Outside of his career in Hollywood, Smith had forged a successful career in the U.S. Air Force and the NSA. During the Korean War in the early ’50s, Smith was “flying on secret missions over Russia and other Eastern Bloc countries” (via his official site), and could speak fluently in Russian, German, French, and Serbo-Croatian. He was also a bodybuilder, discus thrower, an arm-wrestling champion, and served as a volunteer firefighter in California.
Originally intending to work for the U.S. government in a classified position due to his clearance in the CIA and NSA, Smith changed his career trajectory when he landed an acting contract with MGM, which led to roles in George Pal’s “Atlantis, The Lost Continent” in 1961 and TV series like “Batman,” “Lassie,” “Death Valley Days,” and “The Mob Squad.”

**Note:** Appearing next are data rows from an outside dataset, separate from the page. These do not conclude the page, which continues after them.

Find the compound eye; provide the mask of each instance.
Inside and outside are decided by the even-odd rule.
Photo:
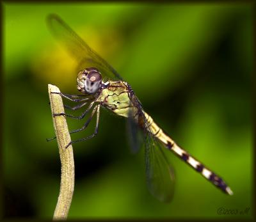
[[[98,72],[90,72],[87,74],[84,88],[88,93],[95,93],[100,87],[102,77]]]
[[[98,70],[96,68],[94,67],[90,67],[90,68],[86,68],[85,69],[86,71],[87,71],[87,72],[99,72]]]
[[[101,81],[101,75],[98,72],[91,72],[87,75],[87,79],[91,82]]]

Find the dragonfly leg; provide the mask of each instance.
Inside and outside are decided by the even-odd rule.
[[[82,113],[82,115],[79,116],[75,116],[69,114],[67,114],[67,113],[53,113],[52,116],[68,116],[70,118],[73,118],[74,119],[77,119],[77,120],[81,120],[83,119],[85,115],[90,111],[90,110],[91,109],[92,107],[93,106],[93,104],[94,104],[94,101],[92,102],[91,104],[90,104],[90,106],[88,106],[88,107],[86,109],[86,110]],[[82,107],[83,106],[84,106],[85,104],[80,104],[79,106],[80,106],[80,107]],[[77,107],[79,107],[79,106],[77,106]],[[76,107],[75,107],[76,108]],[[78,108],[77,108],[78,109]]]
[[[82,101],[86,101],[90,99],[91,99],[91,98],[88,97],[88,95],[70,95],[70,94],[65,94],[65,93],[62,93],[61,92],[51,92],[52,94],[59,94],[60,95],[61,97],[67,99],[69,100],[73,101],[73,102],[82,102]],[[83,99],[75,99],[75,98],[77,98],[77,97],[84,97],[85,98],[83,98]]]
[[[76,118],[76,119],[79,119],[79,120],[81,120],[81,119],[82,119],[83,118],[84,118],[84,116],[89,112],[89,111],[91,109],[91,108],[92,108],[92,106],[93,105],[93,104],[94,104],[94,101],[93,102],[92,102],[90,104],[90,106],[89,106],[89,107],[87,108],[87,109],[84,111],[84,113],[83,113],[83,115],[81,116],[79,116],[79,117],[77,117],[77,116],[72,116],[72,115],[67,115],[67,114],[65,114],[65,113],[54,113],[52,115],[54,116],[68,116],[68,117],[71,117],[71,118]],[[82,104],[83,105],[83,104]],[[98,105],[98,106],[100,106],[100,105]],[[94,109],[93,109],[93,110],[94,110]],[[87,123],[87,122],[86,122],[86,124],[87,123],[87,125],[89,124],[89,123],[90,123],[90,121],[91,121],[91,120],[92,120],[92,117],[93,117],[93,115],[94,115],[94,113],[95,113],[95,111],[93,111],[93,112],[92,113],[92,115],[91,115],[91,116],[90,117],[90,118],[88,120],[88,121],[87,122],[88,122],[88,123]],[[86,125],[86,124],[84,124],[84,125]],[[87,125],[86,125],[86,127],[85,127],[85,128],[87,127]],[[70,134],[72,134],[72,133],[74,133],[74,132],[79,132],[79,131],[83,131],[83,129],[83,129],[83,127],[84,127],[84,127],[83,127],[81,129],[78,129],[78,130],[76,130],[76,131],[71,131],[71,132],[70,132],[69,133]],[[53,139],[55,139],[56,138],[56,136],[54,136],[54,137],[53,137],[53,138],[49,138],[49,139],[46,139],[46,141],[47,141],[47,142],[49,142],[50,141],[52,141],[52,140],[53,140]]]
[[[77,105],[77,106],[73,106],[73,107],[71,107],[71,106],[68,106],[68,105],[65,105],[65,104],[64,104],[64,107],[65,107],[65,108],[67,108],[67,109],[72,109],[72,110],[77,110],[77,109],[80,109],[80,108],[82,107],[83,106],[86,105],[87,102],[84,102],[84,103],[82,103],[81,104],[79,104],[79,105]]]
[[[95,136],[97,134],[98,129],[99,129],[99,116],[100,116],[100,105],[99,104],[99,105],[96,106],[94,107],[93,113],[92,113],[91,116],[87,120],[87,122],[85,123],[84,125],[82,128],[81,128],[79,129],[77,129],[77,130],[76,130],[76,131],[74,131],[71,132],[70,134],[73,133],[73,132],[77,132],[84,130],[87,127],[87,126],[89,125],[89,123],[91,122],[91,120],[92,119],[92,117],[93,116],[94,113],[95,113],[95,111],[97,110],[96,126],[95,126],[95,129],[94,130],[94,132],[92,135],[88,136],[87,136],[87,137],[86,137],[84,138],[81,138],[81,139],[79,139],[77,140],[74,140],[74,141],[70,141],[68,143],[68,145],[66,146],[66,147],[65,147],[66,148],[68,148],[72,143],[81,142],[81,141],[84,141],[84,140],[87,140],[88,139],[91,139],[91,138],[92,138],[93,137]]]

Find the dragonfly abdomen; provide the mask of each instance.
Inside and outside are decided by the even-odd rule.
[[[216,187],[221,189],[223,191],[230,195],[233,194],[230,188],[227,186],[226,183],[221,177],[207,168],[200,162],[189,154],[186,150],[180,148],[154,122],[152,118],[147,113],[144,112],[144,115],[148,123],[148,127],[150,128],[150,133],[153,134],[153,136],[163,143],[168,150],[173,152],[175,154],[184,161],[196,171],[200,173],[204,177],[207,178]]]

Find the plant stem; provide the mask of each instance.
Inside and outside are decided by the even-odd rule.
[[[51,93],[60,92],[59,88],[49,84],[48,92],[52,114],[65,113],[61,96],[60,94]],[[60,194],[53,220],[65,220],[67,218],[71,205],[75,182],[73,148],[72,145],[65,148],[71,141],[65,116],[52,115],[52,121],[61,164]]]

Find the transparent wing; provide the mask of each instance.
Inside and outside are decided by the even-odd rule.
[[[61,41],[77,63],[77,70],[86,67],[97,68],[103,77],[122,80],[117,72],[93,51],[59,16],[51,14],[47,24],[52,35]]]
[[[160,201],[170,202],[174,193],[173,169],[165,156],[163,145],[152,136],[150,123],[135,96],[132,102],[138,107],[138,123],[142,127],[145,136],[145,170],[148,190]]]
[[[132,154],[136,154],[143,143],[143,134],[131,111],[128,114],[127,129],[131,151]]]
[[[168,202],[174,193],[174,172],[164,155],[163,147],[147,133],[145,142],[145,168],[148,188],[160,201]]]

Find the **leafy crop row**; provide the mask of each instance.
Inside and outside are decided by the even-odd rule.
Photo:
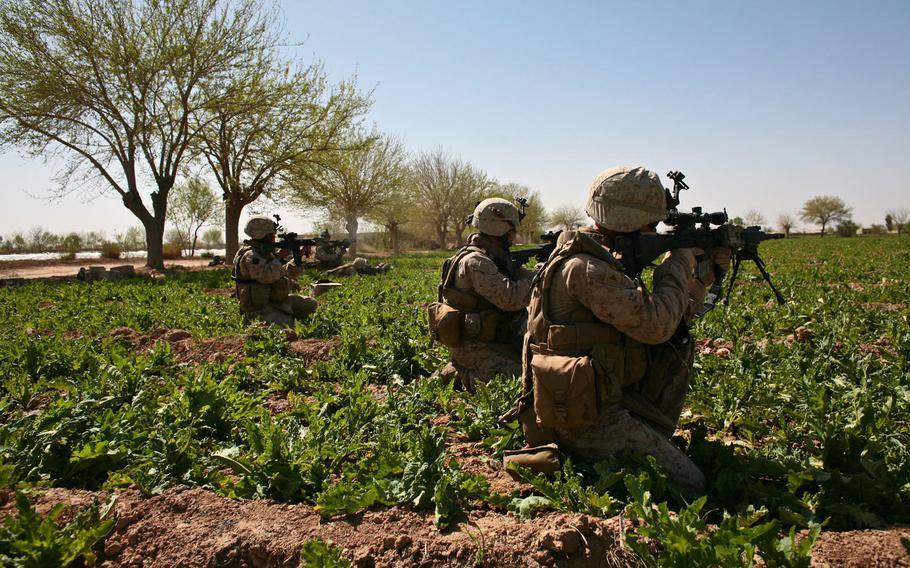
[[[420,308],[434,299],[441,254],[321,298],[296,332],[335,347],[309,365],[283,332],[247,327],[232,299],[204,291],[230,285],[223,270],[0,289],[0,484],[149,494],[186,484],[311,503],[327,517],[409,504],[434,510],[440,526],[475,507],[625,511],[638,527],[627,542],[646,563],[758,554],[799,565],[822,523],[910,522],[908,243],[769,243],[791,302],[766,304],[747,271],[731,305],[696,326],[724,349],[697,358],[676,438],[711,480],[695,501],[633,459],[570,460],[554,479],[519,471],[533,490],[513,495],[464,470],[455,441],[491,459],[523,444],[517,424],[498,423],[520,384],[499,378],[468,394],[427,380],[445,357]],[[164,342],[138,352],[110,334],[121,326],[181,328],[196,341],[246,335],[246,347],[225,363],[185,363]],[[291,404],[270,412],[273,397]]]

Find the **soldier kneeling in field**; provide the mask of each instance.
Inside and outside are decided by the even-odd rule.
[[[316,300],[291,294],[300,269],[293,261],[282,264],[275,255],[275,222],[268,217],[252,217],[243,232],[250,238],[237,251],[231,274],[241,313],[249,319],[291,326],[295,319],[316,311]]]
[[[560,236],[532,291],[525,394],[511,416],[535,448],[507,461],[552,471],[555,451],[550,460],[543,451],[552,443],[592,462],[629,452],[653,456],[680,486],[705,488],[705,476],[670,438],[692,373],[688,324],[714,272],[699,280],[696,257],[705,251],[676,249],[654,270],[649,292],[611,251],[618,237],[653,232],[666,219],[665,195],[653,172],[608,169],[585,207],[594,227]],[[708,253],[729,267],[729,249]]]
[[[509,256],[520,217],[505,199],[481,201],[471,219],[479,232],[446,260],[439,300],[428,309],[430,333],[452,355],[437,375],[465,389],[497,374],[521,373],[532,274]]]

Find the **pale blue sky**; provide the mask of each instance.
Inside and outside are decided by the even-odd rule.
[[[601,170],[686,173],[683,205],[769,222],[832,194],[863,224],[910,208],[910,2],[284,2],[296,53],[375,87],[369,120],[548,207]],[[0,158],[0,234],[137,224],[119,200],[27,197]],[[308,227],[307,227],[308,228]]]

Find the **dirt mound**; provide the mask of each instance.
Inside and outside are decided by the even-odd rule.
[[[31,495],[41,514],[56,503],[66,522],[110,494],[45,489]],[[311,538],[344,549],[356,566],[627,566],[621,520],[548,513],[530,521],[471,511],[440,532],[431,511],[392,507],[322,520],[308,505],[235,501],[203,489],[172,488],[143,498],[116,492],[117,519],[102,543],[102,566],[297,566]],[[13,514],[12,494],[0,492],[0,519]],[[823,532],[813,566],[910,566],[900,543],[910,528]]]
[[[331,339],[297,339],[291,341],[291,352],[302,356],[307,363],[314,361],[327,361],[332,356],[332,349],[339,343],[341,338],[333,337]]]
[[[910,304],[889,304],[886,302],[866,302],[863,307],[867,310],[882,310],[885,312],[896,312],[910,308]]]
[[[170,345],[171,352],[183,363],[222,363],[229,359],[241,357],[248,336],[229,335],[209,339],[193,339],[183,329],[158,327],[143,334],[129,327],[118,327],[111,330],[110,337],[118,337],[131,344],[138,352],[148,353],[159,342]],[[291,352],[300,355],[307,363],[325,361],[332,355],[332,349],[340,339],[296,339],[292,333],[288,337]]]
[[[234,288],[203,288],[203,292],[209,296],[219,296],[221,298],[233,298]]]

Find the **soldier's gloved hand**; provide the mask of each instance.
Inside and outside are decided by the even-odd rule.
[[[682,262],[688,267],[688,274],[695,274],[695,269],[698,266],[697,257],[705,254],[705,251],[700,248],[682,248],[674,249],[667,253],[667,257],[664,259],[664,262],[669,262],[670,260],[677,260],[677,262]]]
[[[718,268],[727,272],[730,270],[730,264],[733,261],[733,251],[728,248],[716,248],[714,249],[713,259]]]

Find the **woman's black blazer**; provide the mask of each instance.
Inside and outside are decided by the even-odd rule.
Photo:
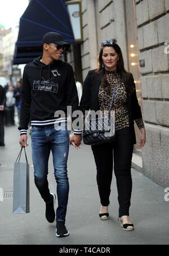
[[[132,143],[136,144],[136,140],[134,120],[142,118],[142,114],[136,96],[136,86],[131,73],[130,73],[130,85],[135,90],[131,95],[126,89],[127,106],[129,114],[131,138]],[[80,103],[80,109],[83,113],[86,110],[90,109],[96,112],[100,109],[99,92],[100,84],[101,81],[96,74],[96,70],[90,71],[84,82],[83,93]]]

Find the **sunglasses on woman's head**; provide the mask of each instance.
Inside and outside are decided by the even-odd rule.
[[[103,46],[104,45],[105,45],[106,44],[115,44],[117,43],[117,40],[115,39],[114,40],[110,40],[110,41],[103,41],[103,42],[101,42],[101,46]]]
[[[50,44],[48,44],[50,45]],[[55,45],[57,50],[59,50],[61,48],[62,48],[63,50],[65,50],[66,49],[66,46],[64,45],[58,45],[58,44],[54,44],[54,45]]]

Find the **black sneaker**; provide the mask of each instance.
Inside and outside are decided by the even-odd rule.
[[[56,221],[56,236],[57,237],[64,237],[69,234],[69,232],[65,226],[65,222]]]
[[[53,223],[56,219],[55,203],[56,198],[55,194],[51,193],[51,195],[53,198],[50,203],[46,204],[45,214],[47,220],[50,223]]]

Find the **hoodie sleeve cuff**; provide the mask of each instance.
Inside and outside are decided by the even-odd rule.
[[[81,135],[82,133],[82,131],[81,130],[74,130],[73,134],[75,135]]]
[[[20,135],[23,135],[23,134],[27,135],[27,130],[20,130]]]

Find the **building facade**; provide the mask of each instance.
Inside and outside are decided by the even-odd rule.
[[[136,166],[154,182],[168,186],[169,0],[81,2],[83,80],[89,70],[97,67],[101,42],[115,39],[122,49],[126,69],[133,74],[146,130],[145,146],[135,146],[139,162]],[[67,61],[73,67],[74,56],[72,48]],[[138,142],[140,132],[136,126],[135,130]]]

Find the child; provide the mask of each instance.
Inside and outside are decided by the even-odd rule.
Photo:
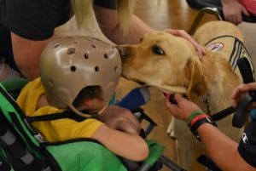
[[[28,117],[69,110],[87,117],[82,122],[61,118],[32,123],[46,141],[92,138],[116,155],[143,161],[148,155],[143,138],[113,129],[93,117],[108,105],[120,70],[119,52],[109,43],[86,37],[55,39],[42,53],[41,77],[21,90],[17,103]]]

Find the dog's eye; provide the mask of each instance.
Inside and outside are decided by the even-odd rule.
[[[160,54],[160,55],[164,55],[165,54],[165,52],[159,46],[153,46],[152,47],[152,52],[156,54]]]

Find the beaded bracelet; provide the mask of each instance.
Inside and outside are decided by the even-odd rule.
[[[203,116],[202,118],[197,120],[191,127],[190,127],[190,131],[192,134],[195,136],[195,138],[201,141],[201,138],[197,133],[198,128],[203,124],[203,123],[210,123],[215,127],[217,127],[217,124],[212,121],[212,119],[210,117],[205,117]]]

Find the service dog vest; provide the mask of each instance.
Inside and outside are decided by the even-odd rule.
[[[237,60],[241,57],[246,57],[250,62],[253,73],[254,75],[253,65],[252,57],[249,54],[243,43],[232,36],[217,37],[205,44],[209,50],[215,52],[220,51],[224,53],[228,60],[232,66],[233,70],[237,69]]]

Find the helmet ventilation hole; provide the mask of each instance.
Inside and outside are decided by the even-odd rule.
[[[94,70],[95,70],[96,71],[100,71],[100,67],[96,66],[95,66]]]
[[[109,57],[108,54],[104,54],[104,58],[105,58],[105,59],[108,59],[108,57]]]
[[[88,60],[88,59],[89,59],[89,54],[84,54],[84,57],[86,60]]]
[[[53,86],[53,85],[54,85],[54,84],[53,84],[52,79],[49,79],[49,86]]]
[[[70,70],[71,70],[71,71],[75,71],[77,70],[77,67],[74,66],[72,66],[70,67]]]
[[[119,66],[114,66],[114,68],[113,68],[113,71],[115,71],[115,72],[117,72],[118,71],[119,71]]]
[[[76,48],[67,48],[67,54],[68,55],[73,54],[75,54],[75,53],[76,53]]]
[[[54,45],[54,48],[58,48],[60,46],[60,44],[55,44],[55,45]]]

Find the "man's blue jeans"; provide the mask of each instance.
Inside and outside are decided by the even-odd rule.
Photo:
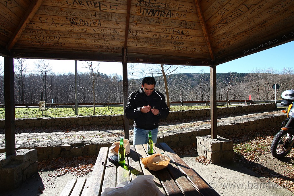
[[[151,131],[152,141],[153,143],[156,143],[157,139],[157,133],[158,128],[152,130],[146,130],[134,127],[134,140],[133,145],[147,144],[148,141],[148,133],[149,131]]]

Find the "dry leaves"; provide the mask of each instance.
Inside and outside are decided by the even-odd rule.
[[[211,163],[211,162],[209,160],[206,158],[206,157],[204,156],[200,156],[197,157],[195,159],[196,161],[199,162],[201,163],[202,165],[207,165],[208,164]]]
[[[234,161],[242,162],[255,172],[294,193],[294,149],[283,160],[270,154],[270,145],[276,128],[259,130],[230,136],[235,152]]]
[[[49,178],[63,176],[65,174],[71,174],[77,177],[83,176],[93,170],[97,155],[83,156],[78,157],[59,157],[51,161],[38,162],[38,169],[43,171],[51,170],[52,173],[48,175]]]

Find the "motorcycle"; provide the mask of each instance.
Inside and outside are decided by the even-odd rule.
[[[288,106],[287,118],[282,123],[282,128],[274,138],[270,146],[270,153],[278,159],[284,157],[294,146],[294,90],[288,90],[282,93],[281,104]]]

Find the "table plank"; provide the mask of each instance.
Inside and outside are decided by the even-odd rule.
[[[143,175],[142,169],[140,165],[139,158],[137,156],[137,152],[135,147],[131,146],[130,154],[128,155],[129,163],[129,170],[131,174],[131,180],[133,180],[138,176]]]
[[[74,188],[74,190],[73,190],[73,192],[71,192],[71,195],[81,195],[86,180],[87,179],[85,178],[78,178],[76,183],[76,185]]]
[[[86,195],[93,196],[101,194],[101,187],[105,170],[105,167],[102,165],[101,163],[106,162],[108,148],[108,147],[102,147],[100,149],[90,180],[91,183],[88,188],[86,187],[88,189]]]
[[[219,194],[211,187],[194,170],[191,169],[169,147],[164,143],[160,143],[161,148],[171,158],[182,172],[185,174],[192,185],[203,195],[218,195]]]
[[[107,162],[106,162],[106,165],[109,165],[111,164],[111,163],[108,160],[108,157],[113,155],[114,154],[110,152],[110,150],[108,152]],[[104,190],[106,188],[114,188],[116,185],[116,167],[114,166],[110,167],[105,167],[102,165],[101,167],[105,168],[104,178],[103,179],[102,189],[101,190],[102,193],[104,192]]]
[[[75,185],[76,182],[76,179],[71,179],[67,182],[62,192],[60,194],[60,196],[69,196]]]
[[[165,191],[162,185],[158,178],[158,177],[156,174],[156,173],[154,171],[149,170],[145,168],[144,167],[144,164],[142,163],[142,161],[140,159],[140,157],[145,157],[147,156],[147,153],[145,150],[144,150],[143,146],[141,145],[136,145],[135,146],[135,148],[136,150],[136,152],[137,152],[138,158],[140,159],[140,165],[141,165],[141,168],[142,168],[143,173],[145,175],[152,175],[154,177],[153,180],[155,183],[155,184],[158,187],[159,189],[159,191],[164,195],[166,195]]]
[[[158,147],[160,147],[159,144],[156,144],[153,147],[153,149],[156,153],[164,153],[165,152],[162,149]],[[172,160],[167,167],[173,178],[175,179],[176,183],[182,192],[184,193],[185,196],[200,196],[200,193],[187,179],[186,176],[180,170]]]
[[[116,169],[116,186],[126,181],[131,181],[128,159],[125,158],[126,164],[123,166],[119,166]]]

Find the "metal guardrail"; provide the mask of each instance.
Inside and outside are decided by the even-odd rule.
[[[276,101],[277,103],[280,103],[282,100],[277,100]],[[217,104],[225,104],[227,101],[225,100],[218,100],[216,101]],[[274,100],[269,101],[253,101],[252,100],[230,100],[228,101],[229,105],[233,104],[255,104],[257,103],[275,103],[275,101]],[[123,105],[123,103],[109,103],[109,104],[107,103],[95,103],[95,105],[96,107],[105,107],[109,104],[110,106],[111,107],[119,107]],[[205,105],[208,106],[210,105],[210,101],[189,101],[186,102],[170,102],[170,104],[171,105],[181,105],[182,106],[184,105]],[[93,107],[93,103],[79,103],[78,104],[79,106],[84,107]],[[47,103],[46,104],[46,106],[47,107],[51,108],[54,107],[74,107],[75,104],[74,103]],[[38,107],[39,106],[39,104],[15,104],[14,106],[16,107],[23,107],[25,108],[28,107]],[[4,107],[4,104],[0,104],[0,107]]]

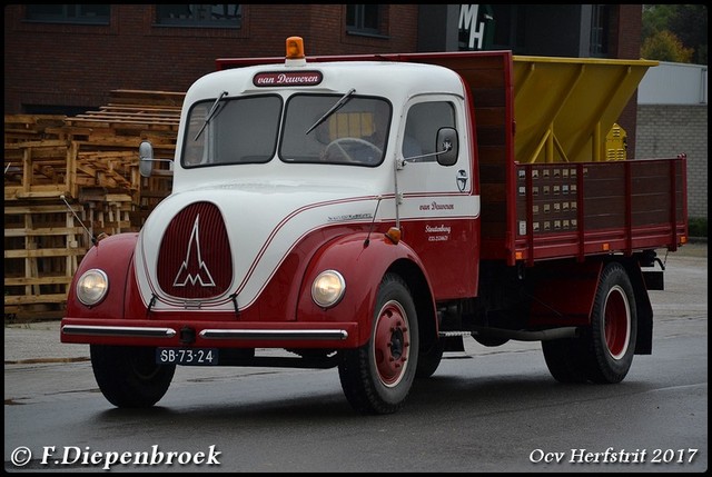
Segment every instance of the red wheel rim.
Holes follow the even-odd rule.
[[[380,309],[374,334],[374,359],[380,381],[396,386],[408,366],[411,330],[403,307],[388,301]]]

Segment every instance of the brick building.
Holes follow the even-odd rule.
[[[6,113],[73,115],[117,89],[186,91],[225,57],[511,49],[639,58],[640,4],[10,4]],[[635,100],[621,118],[634,145]],[[630,150],[635,150],[630,148]]]

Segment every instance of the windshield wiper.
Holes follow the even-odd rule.
[[[200,137],[200,135],[202,133],[202,131],[205,130],[206,126],[208,126],[208,122],[210,122],[210,119],[212,119],[212,117],[215,116],[216,112],[218,112],[218,103],[222,100],[222,98],[225,98],[227,96],[227,91],[222,91],[220,93],[220,96],[218,96],[218,99],[215,100],[215,102],[212,103],[212,107],[210,108],[210,111],[208,111],[208,116],[205,117],[205,122],[202,123],[202,126],[200,127],[200,130],[198,131],[198,133],[196,135],[194,141],[197,141],[198,138]]]
[[[355,92],[356,92],[356,90],[354,88],[349,89],[348,92],[342,97],[342,99],[336,101],[336,105],[332,106],[332,109],[326,111],[324,113],[324,116],[322,116],[319,119],[317,119],[317,121],[314,123],[314,126],[312,126],[309,129],[307,129],[305,135],[308,135],[309,132],[312,132],[314,130],[314,128],[319,126],[322,122],[326,121],[326,118],[328,118],[334,112],[336,112],[336,110],[339,109],[342,106],[346,105],[348,102],[348,100],[352,98],[352,95],[355,93]]]

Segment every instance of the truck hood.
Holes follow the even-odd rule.
[[[324,183],[240,183],[164,199],[141,228],[136,275],[151,309],[224,311],[251,305],[308,232],[370,222],[377,198]]]

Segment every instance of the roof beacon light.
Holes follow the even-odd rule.
[[[306,56],[304,54],[304,40],[301,37],[287,38],[287,57],[285,66],[287,67],[303,67],[307,63]]]

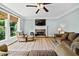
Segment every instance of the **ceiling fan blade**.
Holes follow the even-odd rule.
[[[43,7],[43,9],[44,9],[46,12],[49,12],[48,9],[47,9],[46,7]]]
[[[36,14],[39,12],[39,10],[40,10],[40,9],[38,9],[38,10],[36,11]]]
[[[26,5],[26,7],[37,7],[36,5]]]
[[[48,5],[48,4],[52,4],[52,3],[43,3],[43,5]]]

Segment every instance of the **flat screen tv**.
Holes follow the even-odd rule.
[[[35,25],[36,26],[45,26],[46,20],[45,19],[37,19],[37,20],[35,20]]]

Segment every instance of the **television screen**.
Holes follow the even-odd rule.
[[[36,26],[45,26],[46,20],[45,19],[35,20],[35,25]]]

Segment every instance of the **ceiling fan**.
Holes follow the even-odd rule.
[[[49,12],[49,10],[45,7],[45,5],[48,5],[48,4],[51,4],[51,3],[37,3],[37,5],[26,5],[26,7],[36,7],[37,8],[36,14],[37,14],[41,8],[44,9],[45,12]]]

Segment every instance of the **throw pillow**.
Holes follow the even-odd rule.
[[[76,33],[70,32],[68,35],[68,40],[73,41],[76,38]]]
[[[8,52],[2,52],[0,51],[0,56],[7,56],[8,55]]]
[[[65,32],[63,35],[62,35],[62,37],[64,38],[64,39],[67,39],[68,38],[68,32]]]

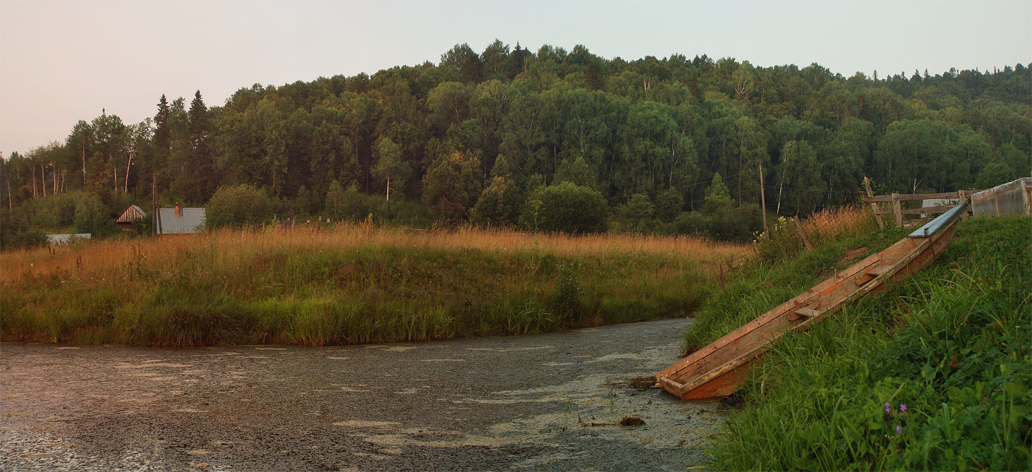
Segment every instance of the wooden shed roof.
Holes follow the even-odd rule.
[[[133,220],[143,218],[147,213],[143,209],[136,207],[135,204],[130,204],[122,215],[119,215],[119,219],[115,220],[116,223],[132,223]]]

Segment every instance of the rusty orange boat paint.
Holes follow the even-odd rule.
[[[949,247],[954,229],[968,204],[940,215],[916,231],[813,288],[745,323],[708,346],[655,374],[663,389],[684,400],[733,394],[749,368],[772,343],[789,332],[804,332],[890,280],[925,269]]]

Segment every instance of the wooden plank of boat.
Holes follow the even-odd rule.
[[[944,213],[888,249],[836,272],[777,308],[756,317],[656,373],[665,390],[684,400],[724,397],[745,380],[749,367],[784,333],[802,332],[843,305],[932,262],[949,246],[967,203]]]

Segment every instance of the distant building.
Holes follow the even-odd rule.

William Smith experienced Hollywood for the first time as a child
At the time of his death, the culmination of William Smith’s earnings as an actor and his many other ventures led to a net worth of around $7 million, according to Famous People Net Worth.
Born from humble beginnings, Smith grew up on a cattle farm owned by his family in Columbia, Missouri. He could “ride almost before he could walk” (via his official site), and “his love of horses and the western lifestyle” became an integral part to his on-screen presence.
Prior to his time in the military and his eventual contract with MGM, Smith did have a substantial amount of experience in Hollywood as a youngster. After he and his family moved to Southern California, an eight-year-old Smith appeared as an uncredited child extra on “The Ghost of Frankenstein” with Bela Lugosi and Lon Chaney Jr., and he also had roles in “The Song of Bernadette,” “Going My Way,” “Meet Me in St. Louis,” and “A Tree Grows In Brooklyn” (via WFTV 9).